A pathological condition of a part, organ, or system of an organism resulting from various causes, such as infection, genetic defect, or environmental stress, and characterized by an identifiable group of signs or symptoms.

So, a disease is really a condition, which can be brought about by any number of causes. This definition makes perfect sense when I think about all Dad’s diseases – we don’t necessarily know how he got them, we only know they’re there.

Even more illuminating, in a metaphysical sense, is the word’s derivation. It comes, via Middle English, from Old French, combining “des” – or, “without” (o.k., I always thought “sans” was French for “without,” but I guess it was different in the old days), and “aise,” meaning “ease.” So, to live with a disease is to live without ease.

Truer words hath ne’er been spoken.

The last few days have certainly been lived without ease. Dad started back on a circulation medicine intended to help his peripheral artery disease Sunday night. He’d been off it for almost a year, because the doc had thought he had congestive heart failure and that particular medication can cause clots when congestive heart failure is present. Recent tests have shown that those crackly lung noises are actually the result of pulmonary fibrosis, so the circulation medicine is o.k. again. Well, a day or so after he started taking the medication he began complaining of a headache. Then the telemedicine nurse called to say his blood-pressure readings were coming back low – I checked and saw that morning’s reading was down to 78/38. Yikes! So, off to the doctor’s we went and off came that medicine from Dad’s prescription list. That afternoon I checked the circulation medicine online and found its effects were intensified if the patient also happened to be taking opremazole – aka Prilosec. Perhaps that evaded the attention of both the doctor and the pharmacist because it’s an over-the-counter medicine, but it was a scary oversight. Two days later, he’s still getting over the headaches.
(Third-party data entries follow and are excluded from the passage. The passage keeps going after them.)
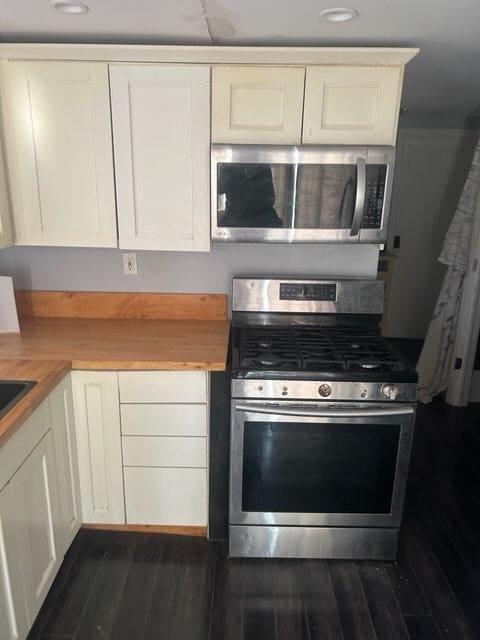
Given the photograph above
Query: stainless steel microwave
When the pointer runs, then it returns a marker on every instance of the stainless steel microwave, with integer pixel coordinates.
(301, 194)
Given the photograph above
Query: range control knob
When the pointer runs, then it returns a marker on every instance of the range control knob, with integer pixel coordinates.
(390, 391)
(324, 390)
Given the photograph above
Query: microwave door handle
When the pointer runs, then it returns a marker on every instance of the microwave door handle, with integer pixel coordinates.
(360, 196)
(326, 413)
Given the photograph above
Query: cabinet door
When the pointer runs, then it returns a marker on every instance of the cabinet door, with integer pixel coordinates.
(161, 130)
(65, 443)
(13, 613)
(34, 492)
(97, 422)
(60, 153)
(257, 105)
(5, 212)
(166, 496)
(352, 105)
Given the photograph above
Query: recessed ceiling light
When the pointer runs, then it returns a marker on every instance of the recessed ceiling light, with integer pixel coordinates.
(339, 14)
(67, 6)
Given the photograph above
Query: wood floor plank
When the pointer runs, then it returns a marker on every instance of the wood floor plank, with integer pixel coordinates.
(164, 611)
(290, 615)
(441, 600)
(320, 602)
(227, 616)
(196, 599)
(405, 586)
(422, 628)
(258, 600)
(97, 617)
(72, 600)
(382, 604)
(352, 606)
(130, 617)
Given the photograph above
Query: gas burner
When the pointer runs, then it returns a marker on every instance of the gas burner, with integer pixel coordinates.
(269, 362)
(370, 365)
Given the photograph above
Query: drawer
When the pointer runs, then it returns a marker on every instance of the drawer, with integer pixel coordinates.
(146, 451)
(163, 386)
(166, 496)
(164, 419)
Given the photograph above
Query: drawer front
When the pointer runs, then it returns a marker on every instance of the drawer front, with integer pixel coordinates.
(162, 451)
(166, 496)
(164, 419)
(163, 386)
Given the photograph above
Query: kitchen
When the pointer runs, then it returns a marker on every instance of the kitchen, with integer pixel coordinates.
(218, 438)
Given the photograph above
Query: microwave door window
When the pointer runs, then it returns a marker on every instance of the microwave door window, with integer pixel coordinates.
(255, 195)
(325, 196)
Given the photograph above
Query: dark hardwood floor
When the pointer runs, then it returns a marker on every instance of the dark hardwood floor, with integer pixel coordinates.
(145, 586)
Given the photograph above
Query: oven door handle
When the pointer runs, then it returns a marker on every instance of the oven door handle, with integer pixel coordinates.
(360, 196)
(326, 413)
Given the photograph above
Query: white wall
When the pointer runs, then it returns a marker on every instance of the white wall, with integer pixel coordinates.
(101, 269)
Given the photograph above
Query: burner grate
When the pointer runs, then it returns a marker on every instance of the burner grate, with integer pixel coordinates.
(315, 349)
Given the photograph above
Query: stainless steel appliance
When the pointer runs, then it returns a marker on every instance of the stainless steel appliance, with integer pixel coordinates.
(301, 194)
(322, 418)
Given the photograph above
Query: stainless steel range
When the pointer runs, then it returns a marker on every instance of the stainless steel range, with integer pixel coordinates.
(323, 410)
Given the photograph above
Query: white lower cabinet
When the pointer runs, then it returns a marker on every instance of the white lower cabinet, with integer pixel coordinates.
(35, 495)
(97, 422)
(14, 623)
(166, 496)
(66, 460)
(164, 443)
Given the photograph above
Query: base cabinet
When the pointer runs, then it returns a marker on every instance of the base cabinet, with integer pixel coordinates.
(35, 496)
(97, 423)
(14, 624)
(66, 460)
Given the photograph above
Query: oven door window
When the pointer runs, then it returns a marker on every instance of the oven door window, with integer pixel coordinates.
(286, 196)
(298, 467)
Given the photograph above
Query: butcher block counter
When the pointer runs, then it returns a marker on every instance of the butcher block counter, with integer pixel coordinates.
(60, 331)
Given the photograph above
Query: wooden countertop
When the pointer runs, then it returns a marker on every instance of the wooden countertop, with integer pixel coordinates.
(46, 373)
(121, 344)
(60, 331)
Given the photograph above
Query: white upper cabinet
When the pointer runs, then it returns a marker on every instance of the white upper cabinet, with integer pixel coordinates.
(257, 105)
(5, 212)
(161, 131)
(352, 105)
(59, 150)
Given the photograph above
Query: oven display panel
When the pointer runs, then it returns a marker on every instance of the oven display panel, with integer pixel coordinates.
(305, 291)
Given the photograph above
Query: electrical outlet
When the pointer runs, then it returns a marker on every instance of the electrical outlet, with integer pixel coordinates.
(130, 264)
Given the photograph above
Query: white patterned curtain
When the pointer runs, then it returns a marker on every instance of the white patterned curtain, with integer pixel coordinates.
(435, 360)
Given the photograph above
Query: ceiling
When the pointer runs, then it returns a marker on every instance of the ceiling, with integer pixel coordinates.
(442, 84)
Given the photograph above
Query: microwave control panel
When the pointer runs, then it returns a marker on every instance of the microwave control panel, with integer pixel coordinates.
(374, 196)
(305, 291)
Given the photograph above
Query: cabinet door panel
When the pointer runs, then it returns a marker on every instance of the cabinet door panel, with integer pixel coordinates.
(257, 105)
(161, 126)
(164, 419)
(164, 451)
(13, 613)
(351, 105)
(97, 422)
(163, 386)
(34, 492)
(65, 443)
(166, 496)
(61, 154)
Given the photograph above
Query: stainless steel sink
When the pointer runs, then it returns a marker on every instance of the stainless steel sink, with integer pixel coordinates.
(11, 391)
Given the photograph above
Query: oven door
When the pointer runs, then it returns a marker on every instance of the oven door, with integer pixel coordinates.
(319, 465)
(301, 194)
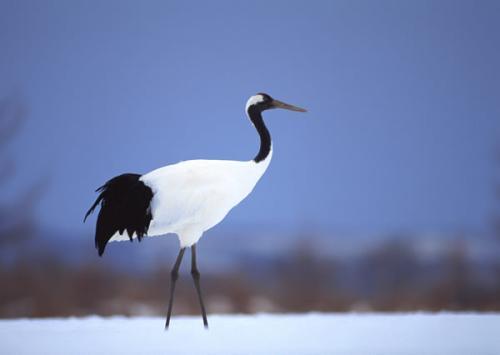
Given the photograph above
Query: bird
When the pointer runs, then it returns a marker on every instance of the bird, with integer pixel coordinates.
(186, 198)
These dis-eased days seem to be happening more frequently, filled as so many of them are with talk of – or treatment for – disease. And they’re beginning to take their toll on my normally optimistic Pop. Few in this world have lived their life as easily as my father, not because we were well off, but because he simply ignored unpleasantness. But this unpleasantness can’t be ignored,  and it’s just tough sometimes being the one standing by as he learns how to live without ease in the days that should be his easiest.